Headlines tell painful tales. Investor’s Business Daily in January 2015 reports on businesses dying faster than they’re being created, something the Washington Post had noted in 2014. Likewise a Brookings study on small business formation noted declining rates, as did a Wall Street Journal report on business ownership rates among the young.
And if businesses aren’t being created, neither are jobs. One recruiter described to the Wall Street Journal how regulations impact jobs, while others point to an inverse correlation between regulation and innovation. And the anecdotes parallel the statistics. In food service, regulations are driving restaurants out of business and even sending them abroad.

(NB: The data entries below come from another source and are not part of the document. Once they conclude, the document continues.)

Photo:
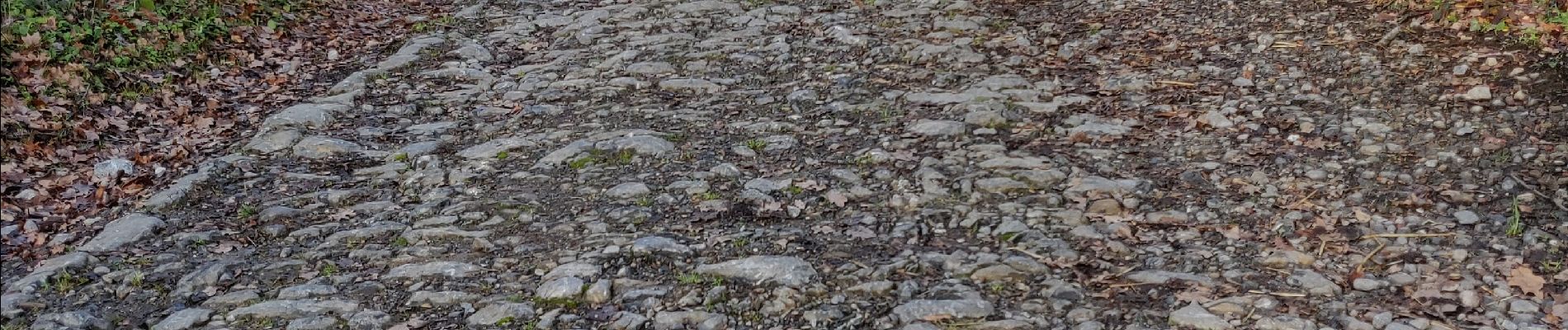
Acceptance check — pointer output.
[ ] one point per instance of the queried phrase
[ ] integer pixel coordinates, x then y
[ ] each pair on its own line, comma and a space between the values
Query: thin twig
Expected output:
1282, 295
1407, 235
1380, 244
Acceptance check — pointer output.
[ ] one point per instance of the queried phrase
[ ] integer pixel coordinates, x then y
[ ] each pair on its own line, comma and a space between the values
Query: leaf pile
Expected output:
1533, 24
158, 83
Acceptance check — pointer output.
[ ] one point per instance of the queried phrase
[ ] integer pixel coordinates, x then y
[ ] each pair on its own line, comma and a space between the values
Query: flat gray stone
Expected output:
919, 310
690, 85
71, 319
273, 141
184, 319
294, 309
1160, 277
659, 244
303, 291
317, 148
574, 270
1315, 284
649, 68
1479, 92
627, 190
1466, 218
369, 321
496, 312
113, 169
433, 270
441, 298
125, 230
314, 323
494, 148
1195, 316
789, 271
938, 127
201, 279
560, 288
305, 116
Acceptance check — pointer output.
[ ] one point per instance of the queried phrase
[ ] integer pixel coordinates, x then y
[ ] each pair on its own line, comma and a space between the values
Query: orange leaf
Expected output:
1528, 280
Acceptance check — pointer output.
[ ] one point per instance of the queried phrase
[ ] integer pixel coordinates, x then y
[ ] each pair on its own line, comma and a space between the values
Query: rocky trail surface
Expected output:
877, 165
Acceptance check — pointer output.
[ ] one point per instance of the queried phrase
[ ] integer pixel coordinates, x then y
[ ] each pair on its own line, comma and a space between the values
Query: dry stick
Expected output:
1282, 295
1031, 254
1397, 27
1407, 235
1537, 191
1380, 244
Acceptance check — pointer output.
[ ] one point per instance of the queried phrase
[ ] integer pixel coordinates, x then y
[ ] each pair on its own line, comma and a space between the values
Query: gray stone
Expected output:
1017, 163
303, 291
1479, 92
47, 270
233, 299
1195, 316
643, 144
125, 230
574, 270
627, 190
494, 148
985, 118
999, 185
789, 271
1285, 323
938, 127
369, 321
1315, 284
113, 169
998, 272
1367, 284
1160, 277
430, 127
689, 319
319, 148
314, 323
294, 309
560, 288
441, 298
449, 270
659, 244
303, 116
201, 279
649, 68
1466, 218
966, 309
472, 50
764, 185
498, 312
278, 213
627, 321
690, 85
184, 319
273, 141
71, 319
597, 293
726, 169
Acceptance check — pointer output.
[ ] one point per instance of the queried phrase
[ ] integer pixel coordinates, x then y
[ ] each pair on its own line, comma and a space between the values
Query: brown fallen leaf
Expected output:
838, 197
937, 318
1528, 282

On those occasions when policymakers get traction on regulatory liberalization, it often involves recognizing smaller business burdens and job concerns. One can recognize that small business may not be the hyped “backbone” of the entire economy; rather, new businesses appear to be. Yet, regulations are a hidden tax; while obscured in prices for most of us, small and new businesses see them more clearly.
At least since 1980, the Regulatory Flexibility Act directs federal agencies to assess their rules’ effects on small businesses, and describe regulatory actions under development “that may have a significant economic impact on a substantial number of small entities.” It has (imperfectly) recognized the need for vitality in small business and the need to scale federal actions to the size of those expected to comply. More recent fulfilments have included a permanent OMB regulatory accounting provision; unfunded mandates reforms; and limited congressional review of regulations.
All of these need improvement, and last week the House passed the Regulatory Accountability Act that would codify and enforce many of the oversight mechanisms we have now.
And just this week, Rep. Todd Young and Sen. Rand Paul re-introduced the REINS Act (Regulations from the Executive In Need of Scrutiny), which passed the House during the last Congress.
Obama promises veto pen on both, should they reach his desk. We may see if his fellow Democrats, some perhaps less enamored of regulation and the “pen and phone” impact on their constitutents than he, back him up on keeping the economy’s brakes deployed—or if they conclude we really should turn the page.